AN Altrincham woman who battled to expose fight a child grooming ring in Rochdale has been given a top award.

Maggie Oliver was a detective constable with the Greater Manchester Police, working on Operation Augusta in 2004, a widespread investigation into a suspected grooming network of older Pakistani-heritage men in the Rusholme area.

Maggie gained the trust of the girls involved, many of whom were in care and helped to identify 97 potential suspects and 26 victims.

However, a year later, she took compassionate leave for her terminally ill husband Norman.

While away, the investigation was dropped due to concerns over costs. Eight suspects went on to commit further serious sexual offences.

In 2011, Maggie left the police in protest at the handling of the grooming trial and what she saw was the betrayal of a key witness whose trust she had gained.

She became an outspoken critic of the authorities and insisted they had covered up the full extent of grooming and abuse and failed to protect children.

But in January this year, she was vindicated by a damning independent review which found police and social services knew girls were being abused but failed to protect them.

The 64-year-old has just been given a special recognition title at the Manchester Pride of Britain awards and said: “I am over the moon and thrilled to bits and my world is often listening to heartbreaking stories but things like this kind of award keeps me going.
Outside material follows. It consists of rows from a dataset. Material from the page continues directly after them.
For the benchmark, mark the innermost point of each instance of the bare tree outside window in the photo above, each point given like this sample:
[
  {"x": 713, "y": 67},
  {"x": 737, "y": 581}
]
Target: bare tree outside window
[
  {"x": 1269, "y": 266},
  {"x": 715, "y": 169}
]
“I am recognised as an expert in child sexual abuse in the UK and helped 1,000 victims in the past year.

“We have got 23 ambassadors working with our foundation and just had some lottery funding worth £10k and will be launching crowdfunding appeals for the foundation soon. All these things try to make a difference for people who have been failed by the system and it is giving them a chance.”

Man United footballer Marcus Rashford also was given a special recognition award for his free school meals campaign.